Il fut ensuite imité De Rivera, puis par Actée qui salua très chaleureusement le ministre Aumerinois et rassura le citoyen Bob en l'informant que d'une part, les voitures n'étaient pas très loin, de l'autre elle avait amené des parapluies ; Tout de même, et puisque le vent commençait à se lever, le groupe se réfugia dans le grand hall vitré de l'aéroport, vidé pour l'occasion et bardé des drapeaux des deux pays. Des gardes en tenue d'apparat s'y trouvaient, formant une large haie d'honneur entourant le groupe de part et d'autre. Actée toussota. Les circonstances n'étaient pas idéales, d'autant plus que la foudre s'était mise à gronder au-dessus du lac. Contre mauvaise fortune, bon cœur : elle offrit un sourire ravissant à Anderson Boyd

« Monsieur Boyd. Pour commencer il nous a semblé qu'en vue des rapports parfois difficiles qu'a pu entretenir notre union avec ses voisins Aleucien, il convenait de vous signifier une bonne fois pour toutes à quel point nous sommes heureux de votre présence ici. » Elle pivota et attrapa un objet enrobé de velours que lui tendait un officier de la garde. Rigide et précise comme une danseuse, elle pivota vers le ministre, déplia le tissu et révéla un vieil ouvrage à couverture dorée, dont la tranche était couverte d'une pellicule d'argent sur laquelle on avait dessiné les contours du Nouveau Monde. « Ainsi je vous prie de bien vouloir accepter cet exemplaire de De la démocratie en Aleucie et Paltoterra, datée de 1850 et appartenant jusqu'alors aux archives de la Convention Générale. Un bel objet, nous jugions que l'occasion s'y prêtait. »
Un avion aumérinois, reconnaissable à un trifolié d’érable élégamment arboré sur la dérive, entamait sa phase d’approche de l’aéroport international de Commune ville-libre, capitale des Communes-Unies du Grand Kah également connue sous le nom de Lac-Rouge, tous en bas s’afféraient aux derniers réglages et préparatifs de cette rencontre pour le moins mémorable et historique.

Le micro de bord craqua…

« Chers voyageurs, ici Jeremiah, votre commandant de bord !

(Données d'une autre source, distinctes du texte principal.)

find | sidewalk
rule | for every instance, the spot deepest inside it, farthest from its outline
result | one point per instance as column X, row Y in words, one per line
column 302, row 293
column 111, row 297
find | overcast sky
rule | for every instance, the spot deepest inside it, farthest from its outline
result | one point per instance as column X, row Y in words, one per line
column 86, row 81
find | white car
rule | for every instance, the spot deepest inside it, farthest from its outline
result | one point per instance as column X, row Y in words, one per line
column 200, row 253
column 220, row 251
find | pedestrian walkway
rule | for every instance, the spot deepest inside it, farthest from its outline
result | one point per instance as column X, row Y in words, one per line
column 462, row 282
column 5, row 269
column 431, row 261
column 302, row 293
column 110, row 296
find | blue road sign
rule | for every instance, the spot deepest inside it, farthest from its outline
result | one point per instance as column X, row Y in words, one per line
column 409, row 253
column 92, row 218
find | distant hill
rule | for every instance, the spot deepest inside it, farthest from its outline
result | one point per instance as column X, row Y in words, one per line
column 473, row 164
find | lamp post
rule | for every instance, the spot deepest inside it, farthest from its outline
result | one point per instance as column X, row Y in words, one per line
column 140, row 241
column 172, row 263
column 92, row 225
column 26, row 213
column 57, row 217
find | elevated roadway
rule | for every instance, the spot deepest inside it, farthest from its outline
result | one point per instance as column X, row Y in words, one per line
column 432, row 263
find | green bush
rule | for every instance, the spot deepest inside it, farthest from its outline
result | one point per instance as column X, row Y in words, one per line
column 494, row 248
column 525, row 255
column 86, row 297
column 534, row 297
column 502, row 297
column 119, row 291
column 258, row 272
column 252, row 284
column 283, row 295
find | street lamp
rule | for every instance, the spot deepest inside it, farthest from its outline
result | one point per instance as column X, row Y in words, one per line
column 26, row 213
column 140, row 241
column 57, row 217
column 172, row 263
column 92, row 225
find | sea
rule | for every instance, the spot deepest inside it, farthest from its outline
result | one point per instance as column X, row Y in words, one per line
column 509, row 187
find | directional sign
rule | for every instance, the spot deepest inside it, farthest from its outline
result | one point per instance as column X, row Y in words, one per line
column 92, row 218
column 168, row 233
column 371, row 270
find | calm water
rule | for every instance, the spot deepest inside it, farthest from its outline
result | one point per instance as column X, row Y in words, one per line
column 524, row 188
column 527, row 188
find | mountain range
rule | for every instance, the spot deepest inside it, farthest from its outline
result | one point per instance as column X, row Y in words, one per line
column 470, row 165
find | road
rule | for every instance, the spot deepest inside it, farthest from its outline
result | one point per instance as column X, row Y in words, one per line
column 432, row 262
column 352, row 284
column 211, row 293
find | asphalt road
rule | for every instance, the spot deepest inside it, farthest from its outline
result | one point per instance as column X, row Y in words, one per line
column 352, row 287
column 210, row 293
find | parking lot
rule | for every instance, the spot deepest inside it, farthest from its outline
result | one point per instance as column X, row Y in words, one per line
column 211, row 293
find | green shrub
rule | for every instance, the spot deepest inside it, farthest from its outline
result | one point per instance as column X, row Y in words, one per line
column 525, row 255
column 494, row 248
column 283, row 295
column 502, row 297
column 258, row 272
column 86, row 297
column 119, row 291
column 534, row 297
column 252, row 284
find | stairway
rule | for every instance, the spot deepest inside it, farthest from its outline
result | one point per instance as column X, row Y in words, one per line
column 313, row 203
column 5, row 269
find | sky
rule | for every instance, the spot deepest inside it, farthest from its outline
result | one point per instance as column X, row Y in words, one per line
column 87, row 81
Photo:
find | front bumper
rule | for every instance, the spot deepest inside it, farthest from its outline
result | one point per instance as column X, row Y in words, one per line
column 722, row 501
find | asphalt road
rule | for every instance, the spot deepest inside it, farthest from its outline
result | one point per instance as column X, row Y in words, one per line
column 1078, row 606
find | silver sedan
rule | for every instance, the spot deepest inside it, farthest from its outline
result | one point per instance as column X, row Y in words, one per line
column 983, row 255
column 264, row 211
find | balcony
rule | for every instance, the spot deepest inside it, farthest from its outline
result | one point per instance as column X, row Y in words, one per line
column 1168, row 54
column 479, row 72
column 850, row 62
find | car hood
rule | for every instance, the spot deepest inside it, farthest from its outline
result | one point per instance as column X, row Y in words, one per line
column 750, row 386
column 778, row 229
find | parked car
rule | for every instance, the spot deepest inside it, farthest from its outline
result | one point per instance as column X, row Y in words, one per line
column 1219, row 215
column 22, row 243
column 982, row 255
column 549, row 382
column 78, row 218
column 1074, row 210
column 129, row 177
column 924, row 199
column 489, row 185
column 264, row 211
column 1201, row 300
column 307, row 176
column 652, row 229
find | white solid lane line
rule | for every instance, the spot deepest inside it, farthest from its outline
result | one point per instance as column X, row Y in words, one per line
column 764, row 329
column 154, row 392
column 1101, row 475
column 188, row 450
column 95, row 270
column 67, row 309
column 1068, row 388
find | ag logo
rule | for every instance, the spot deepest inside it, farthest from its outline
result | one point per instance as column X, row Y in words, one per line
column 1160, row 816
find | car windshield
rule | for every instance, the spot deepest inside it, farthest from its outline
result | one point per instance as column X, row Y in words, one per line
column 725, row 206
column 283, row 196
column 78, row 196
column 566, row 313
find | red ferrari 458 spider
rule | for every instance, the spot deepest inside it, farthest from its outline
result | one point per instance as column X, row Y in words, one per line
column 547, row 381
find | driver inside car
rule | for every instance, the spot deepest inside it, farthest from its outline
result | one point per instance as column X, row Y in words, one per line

Nous arrivons à destination, je vous prierai donc à tous de bien vouloir regagner votre siège et de boucler votre ceinture jusqu’à l’arrêt complet de l’appareil.

Le temps à Lac-Rouge est maussade en dépit de températures plutôt clémentes et les prévisions météo annoncent des précipitations localement durant toute la journée.

Pour votre confort, le temps que les bagages en soute soient acheminés vers l’aérogare et que les navettes de bus affrétés par la compagnie emmènent tout le monde par petits groupes successifs, vous aurez évidemment la possibilité de rester abrité à bord.

Nonobstant, afin que tout se déroule pour le mieux, nous en appelons également à votre discipline afin que la sortie de l’appareil s’opère dans le calme et sans en encombrer les allées, rangée par rangée, en commençant par la première classe et en suivant les instructions de nos hôtesses et stewards qui restent bien entendu à votre service.

Au nom de tout le personnel naviguant et moi-même, merci d’avoir choisit Aumerine Airlines pour votre voyage. Nous vous souhaitons un excellent séjour au Kah. »


Quelques instants plus tard, la porte escamotable de l’avion s’entrouvrit et l’on put alors apercevoir les premières silhouettes se diriger lentement vers la sortie de l’appareil immobilisé sur le tarmac. Une charmante hôtesse de l’air, cheveux au vent et vêtue d’un petit tailleur rouge de la couleur de ses escarpins, apparut en premier à l’ouverture afin de guider gentiment ce petit monde vers la passerelle puis ce fut le tour du Ministre des Affaires étrangères aumérinois, l’honorable Anderson Boyd immédiatement suivit de sa suite diplomatique…

- Enchanté !
- Atterrissage parfait, ça l’est moins pour la météo en effet, mais nous ferons avec.
- Je vous remercie également pour l’accueil qui m’est réservé ainsi que pour votre sens de l’hospitalité !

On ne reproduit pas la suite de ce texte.